Definition and Overview
Multiple sclerosis (MS) is a chronic autoimmune disease in which the immune system attacks the myelin sheath of central nervous system (CNS) neurons, causing demyelination, axonal damage, and progressive neurological disability [1].
MS affects approximately 2.8 million people worldwide with a 3:1 female-to-male ratio. Peak onset is between ages 20-40. Relapsing-remitting MS (RRMS) accounts for 85% of initial presentations [1].
Pathophysiology
Autoreactive T cells cross the blood-brain barrier and initiate inflammatory cascades targeting myelin oligodendrocyte glycoprotein (MOG) and myelin basic protein (MBP). B cells contribute through antibody production and antigen presentation [2].

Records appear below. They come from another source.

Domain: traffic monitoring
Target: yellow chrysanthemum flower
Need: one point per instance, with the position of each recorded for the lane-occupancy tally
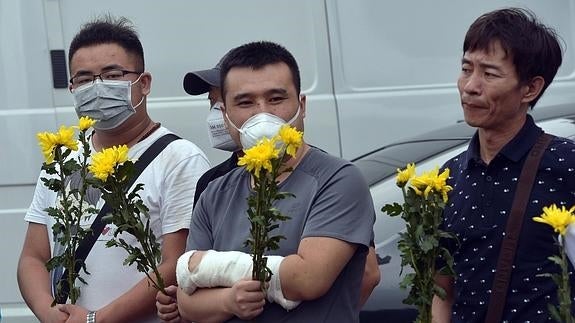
(432, 181)
(558, 218)
(50, 141)
(85, 122)
(104, 162)
(259, 156)
(403, 176)
(292, 139)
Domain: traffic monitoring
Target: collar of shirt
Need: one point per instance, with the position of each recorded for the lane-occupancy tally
(513, 150)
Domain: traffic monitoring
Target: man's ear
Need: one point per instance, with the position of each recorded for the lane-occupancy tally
(532, 89)
(146, 83)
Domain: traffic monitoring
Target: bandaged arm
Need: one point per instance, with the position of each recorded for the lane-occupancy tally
(223, 269)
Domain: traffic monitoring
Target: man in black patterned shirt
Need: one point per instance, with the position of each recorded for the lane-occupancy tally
(509, 59)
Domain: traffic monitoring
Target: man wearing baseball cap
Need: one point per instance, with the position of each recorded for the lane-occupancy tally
(200, 82)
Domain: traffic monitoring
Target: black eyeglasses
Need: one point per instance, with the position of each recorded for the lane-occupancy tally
(84, 79)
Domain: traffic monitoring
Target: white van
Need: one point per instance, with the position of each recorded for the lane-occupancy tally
(374, 72)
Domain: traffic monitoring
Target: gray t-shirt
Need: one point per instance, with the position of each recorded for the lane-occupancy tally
(332, 200)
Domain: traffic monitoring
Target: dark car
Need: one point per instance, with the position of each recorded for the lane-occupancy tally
(427, 151)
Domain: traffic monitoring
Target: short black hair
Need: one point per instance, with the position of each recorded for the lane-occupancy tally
(533, 47)
(256, 55)
(109, 30)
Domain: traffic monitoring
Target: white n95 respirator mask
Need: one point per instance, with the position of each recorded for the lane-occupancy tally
(218, 132)
(109, 102)
(259, 126)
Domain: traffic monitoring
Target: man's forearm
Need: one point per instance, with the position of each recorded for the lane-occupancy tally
(35, 285)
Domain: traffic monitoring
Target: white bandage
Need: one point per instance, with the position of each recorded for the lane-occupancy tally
(183, 274)
(225, 268)
(216, 269)
(274, 293)
(569, 241)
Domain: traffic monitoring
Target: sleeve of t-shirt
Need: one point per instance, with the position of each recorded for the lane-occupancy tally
(180, 183)
(43, 198)
(343, 209)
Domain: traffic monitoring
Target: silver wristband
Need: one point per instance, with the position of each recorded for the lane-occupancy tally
(91, 317)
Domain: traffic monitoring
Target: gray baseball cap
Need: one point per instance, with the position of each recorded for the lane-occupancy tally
(199, 82)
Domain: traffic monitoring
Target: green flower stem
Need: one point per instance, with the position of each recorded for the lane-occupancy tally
(70, 240)
(565, 289)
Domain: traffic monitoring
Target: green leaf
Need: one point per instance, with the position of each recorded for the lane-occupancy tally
(393, 209)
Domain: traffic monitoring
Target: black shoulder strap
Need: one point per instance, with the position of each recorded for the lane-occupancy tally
(508, 249)
(98, 225)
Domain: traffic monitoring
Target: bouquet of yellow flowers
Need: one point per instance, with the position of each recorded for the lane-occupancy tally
(71, 206)
(265, 161)
(112, 171)
(425, 197)
(559, 219)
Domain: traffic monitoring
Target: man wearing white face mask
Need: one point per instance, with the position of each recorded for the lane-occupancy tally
(109, 84)
(200, 82)
(318, 269)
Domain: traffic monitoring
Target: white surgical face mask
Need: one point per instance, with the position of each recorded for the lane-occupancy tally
(259, 126)
(220, 137)
(109, 102)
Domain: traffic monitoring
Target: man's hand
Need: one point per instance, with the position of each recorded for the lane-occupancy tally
(167, 305)
(246, 299)
(77, 314)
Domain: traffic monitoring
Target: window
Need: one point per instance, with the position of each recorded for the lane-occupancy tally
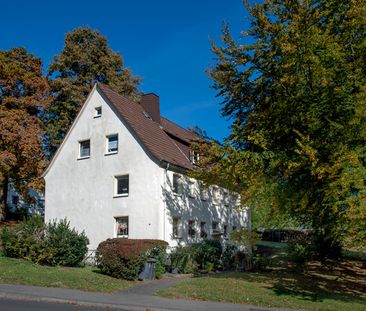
(203, 233)
(177, 184)
(84, 149)
(204, 193)
(122, 185)
(98, 112)
(225, 231)
(216, 194)
(112, 143)
(176, 228)
(192, 189)
(15, 200)
(226, 198)
(194, 157)
(122, 227)
(191, 231)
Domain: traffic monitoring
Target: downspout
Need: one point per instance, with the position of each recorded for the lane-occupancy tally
(165, 195)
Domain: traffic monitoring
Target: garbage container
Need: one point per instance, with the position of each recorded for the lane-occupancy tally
(148, 273)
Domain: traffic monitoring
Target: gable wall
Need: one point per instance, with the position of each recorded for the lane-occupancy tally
(83, 190)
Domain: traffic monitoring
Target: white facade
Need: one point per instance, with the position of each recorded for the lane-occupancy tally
(83, 190)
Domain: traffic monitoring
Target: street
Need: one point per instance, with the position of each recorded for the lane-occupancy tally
(22, 305)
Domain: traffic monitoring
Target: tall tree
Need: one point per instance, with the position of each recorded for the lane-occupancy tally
(85, 59)
(297, 99)
(23, 97)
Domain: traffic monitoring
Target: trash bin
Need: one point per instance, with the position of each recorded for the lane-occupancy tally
(148, 273)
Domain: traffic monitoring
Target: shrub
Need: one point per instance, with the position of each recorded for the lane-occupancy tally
(62, 245)
(182, 259)
(24, 240)
(229, 257)
(207, 255)
(51, 244)
(125, 258)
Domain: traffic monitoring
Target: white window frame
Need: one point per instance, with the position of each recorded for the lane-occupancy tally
(124, 236)
(191, 229)
(107, 152)
(203, 230)
(179, 190)
(98, 112)
(80, 145)
(116, 179)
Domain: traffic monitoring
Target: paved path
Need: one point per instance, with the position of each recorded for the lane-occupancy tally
(140, 298)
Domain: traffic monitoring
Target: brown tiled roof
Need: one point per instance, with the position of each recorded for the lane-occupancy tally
(176, 130)
(151, 134)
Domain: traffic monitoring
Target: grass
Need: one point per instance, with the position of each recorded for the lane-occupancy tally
(19, 271)
(335, 286)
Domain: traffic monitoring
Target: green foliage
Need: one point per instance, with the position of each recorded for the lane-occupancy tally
(49, 244)
(294, 88)
(85, 59)
(300, 251)
(183, 259)
(207, 254)
(125, 258)
(230, 257)
(63, 246)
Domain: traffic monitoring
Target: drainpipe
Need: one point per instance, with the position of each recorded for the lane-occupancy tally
(165, 189)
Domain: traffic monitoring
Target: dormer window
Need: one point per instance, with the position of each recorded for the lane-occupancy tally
(84, 149)
(194, 157)
(112, 144)
(98, 112)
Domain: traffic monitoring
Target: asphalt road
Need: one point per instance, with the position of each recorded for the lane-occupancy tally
(23, 305)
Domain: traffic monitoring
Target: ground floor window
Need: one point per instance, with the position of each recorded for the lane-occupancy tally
(122, 227)
(176, 227)
(203, 233)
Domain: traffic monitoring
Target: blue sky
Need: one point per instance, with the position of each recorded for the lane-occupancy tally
(164, 42)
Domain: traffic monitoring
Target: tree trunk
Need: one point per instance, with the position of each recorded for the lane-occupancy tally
(3, 197)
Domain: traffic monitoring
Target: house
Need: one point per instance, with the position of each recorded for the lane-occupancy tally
(121, 171)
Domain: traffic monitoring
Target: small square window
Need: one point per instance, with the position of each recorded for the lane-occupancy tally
(98, 112)
(112, 143)
(191, 230)
(176, 228)
(122, 227)
(225, 231)
(177, 184)
(203, 233)
(15, 200)
(84, 149)
(122, 185)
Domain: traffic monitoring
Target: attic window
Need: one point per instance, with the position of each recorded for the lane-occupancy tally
(98, 112)
(146, 114)
(194, 157)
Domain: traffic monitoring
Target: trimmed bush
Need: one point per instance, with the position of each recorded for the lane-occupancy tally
(183, 259)
(125, 258)
(49, 244)
(207, 254)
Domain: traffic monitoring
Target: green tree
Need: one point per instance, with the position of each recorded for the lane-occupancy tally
(85, 59)
(294, 88)
(24, 95)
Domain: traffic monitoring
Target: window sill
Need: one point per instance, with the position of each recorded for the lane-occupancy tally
(120, 195)
(83, 158)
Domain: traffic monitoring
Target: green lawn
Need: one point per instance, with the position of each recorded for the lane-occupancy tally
(18, 271)
(320, 288)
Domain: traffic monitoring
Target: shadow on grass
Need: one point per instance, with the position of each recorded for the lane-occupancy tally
(343, 281)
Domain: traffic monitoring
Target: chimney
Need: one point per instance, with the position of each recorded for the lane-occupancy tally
(151, 104)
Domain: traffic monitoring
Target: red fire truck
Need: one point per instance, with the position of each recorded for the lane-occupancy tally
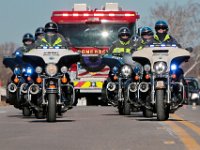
(91, 32)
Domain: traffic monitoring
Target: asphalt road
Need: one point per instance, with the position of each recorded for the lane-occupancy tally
(100, 128)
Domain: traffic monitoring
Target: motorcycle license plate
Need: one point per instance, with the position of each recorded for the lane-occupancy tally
(160, 84)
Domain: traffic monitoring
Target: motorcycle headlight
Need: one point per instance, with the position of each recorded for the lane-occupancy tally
(114, 70)
(29, 70)
(63, 69)
(173, 67)
(38, 69)
(17, 71)
(137, 69)
(126, 71)
(51, 69)
(160, 67)
(195, 96)
(147, 67)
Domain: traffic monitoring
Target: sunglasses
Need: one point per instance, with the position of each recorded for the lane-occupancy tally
(125, 34)
(161, 27)
(147, 33)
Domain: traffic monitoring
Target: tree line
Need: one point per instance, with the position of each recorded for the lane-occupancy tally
(184, 25)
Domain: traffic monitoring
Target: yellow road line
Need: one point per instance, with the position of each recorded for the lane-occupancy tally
(195, 128)
(187, 140)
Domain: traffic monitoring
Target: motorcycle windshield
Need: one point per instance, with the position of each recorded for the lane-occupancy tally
(166, 54)
(112, 61)
(40, 57)
(12, 62)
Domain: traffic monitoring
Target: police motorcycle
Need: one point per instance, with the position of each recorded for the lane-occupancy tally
(52, 88)
(123, 71)
(18, 84)
(163, 88)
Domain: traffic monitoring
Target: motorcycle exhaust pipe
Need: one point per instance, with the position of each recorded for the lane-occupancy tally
(34, 89)
(24, 88)
(111, 86)
(12, 88)
(144, 87)
(132, 87)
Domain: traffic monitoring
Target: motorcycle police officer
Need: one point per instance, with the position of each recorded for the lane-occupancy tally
(51, 37)
(147, 36)
(28, 43)
(39, 33)
(124, 44)
(162, 36)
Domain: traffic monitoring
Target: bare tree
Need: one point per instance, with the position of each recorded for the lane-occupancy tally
(184, 25)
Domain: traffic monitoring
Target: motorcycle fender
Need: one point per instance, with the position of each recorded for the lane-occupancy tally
(160, 85)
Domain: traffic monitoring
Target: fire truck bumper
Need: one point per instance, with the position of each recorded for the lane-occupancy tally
(88, 86)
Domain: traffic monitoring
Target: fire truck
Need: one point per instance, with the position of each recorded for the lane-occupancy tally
(91, 32)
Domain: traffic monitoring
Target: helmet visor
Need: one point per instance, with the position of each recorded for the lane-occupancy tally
(149, 33)
(161, 27)
(125, 34)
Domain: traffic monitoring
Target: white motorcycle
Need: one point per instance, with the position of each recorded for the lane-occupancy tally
(165, 89)
(52, 89)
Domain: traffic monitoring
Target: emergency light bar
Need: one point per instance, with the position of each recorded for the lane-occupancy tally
(94, 14)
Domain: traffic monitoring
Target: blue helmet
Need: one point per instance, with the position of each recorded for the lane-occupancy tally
(28, 37)
(51, 27)
(124, 30)
(161, 24)
(147, 31)
(39, 31)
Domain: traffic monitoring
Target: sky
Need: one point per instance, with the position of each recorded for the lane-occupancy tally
(22, 16)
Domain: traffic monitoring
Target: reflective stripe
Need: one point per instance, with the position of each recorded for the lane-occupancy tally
(125, 43)
(121, 50)
(57, 42)
(167, 37)
(87, 84)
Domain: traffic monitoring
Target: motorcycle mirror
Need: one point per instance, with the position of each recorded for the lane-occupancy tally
(189, 49)
(139, 31)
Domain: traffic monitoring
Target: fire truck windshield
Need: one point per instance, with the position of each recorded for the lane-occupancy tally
(94, 35)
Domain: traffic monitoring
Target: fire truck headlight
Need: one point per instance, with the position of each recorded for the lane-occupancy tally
(63, 69)
(104, 34)
(51, 69)
(126, 71)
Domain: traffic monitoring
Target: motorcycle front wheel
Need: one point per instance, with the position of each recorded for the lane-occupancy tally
(51, 108)
(162, 111)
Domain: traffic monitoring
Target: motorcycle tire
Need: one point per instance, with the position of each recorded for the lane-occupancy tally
(120, 108)
(92, 64)
(162, 113)
(51, 108)
(147, 113)
(26, 111)
(127, 105)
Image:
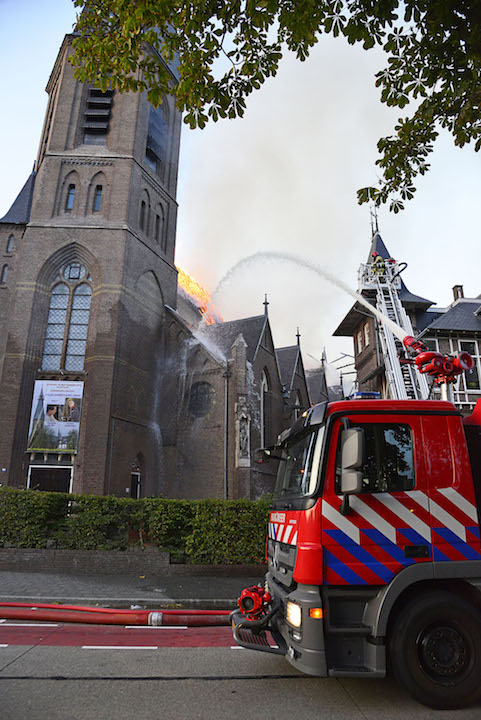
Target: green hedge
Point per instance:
(28, 517)
(195, 531)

Demyelination disrupts saltatory conduction, producing neurological symptoms. Progressive axonal loss leads to irreversible disability over time.
Classification
- RRMS (relapsing-remitting): 85% of cases; discrete relapses with full or partial recovery
- SPMS (secondary progressive): gradual progression after initial RRMS course
- PPMS (primary progressive): progressive decline from onset without discrete relapses
- CIS (clinically isolated syndrome): first episode suggesting MS
Symptoms
Symptoms depend on lesion location and include optic neuritis (visual loss), limb weakness, sensory symptoms (numbness, tingling), cerebellar ataxia, and Lhermitte's sign (electrical sensation down the spine with neck flexion) [3].
Autonomic dysfunction affects up to 80% of MS patients: bladder dysfunction (urgency, frequency, retention), bowel problems (constipation), cardiovascular dysregulation, sexual dysfunction, and thermoregulatory impairment [4].
Fatigue is the most common symptom (75-95%), often the most disabling. Cognitive impairment affects 40-70% of patients.
Diagnosis
McDonald criteria (2017 revision) require dissemination in space (DIS) and time (DIT). MRI shows periventricular, juxtacortical, infratentorial, and spinal cord T2/FLAIR lesions with gadolinium-enhancing lesions. CSF oligoclonal bands support the diagnosis [5].
Treatment
Disease-modifying therapies (DMTs) reduce relapse rates and slow disability progression. Options range from injectable therapies (interferon-beta, glatiramer acetate) to oral agents (dimethyl fumarate, fingolimod, teriflunomide) and high-efficacy infusions (natalizumab, ocrelizumab, alemtuzumab) [3].
Acute relapses are treated with high-dose IV methylprednisolone (1g/day for 3-5 days). Symptomatic management addresses spasticity, fatigue, pain, bladder dysfunction, and depression.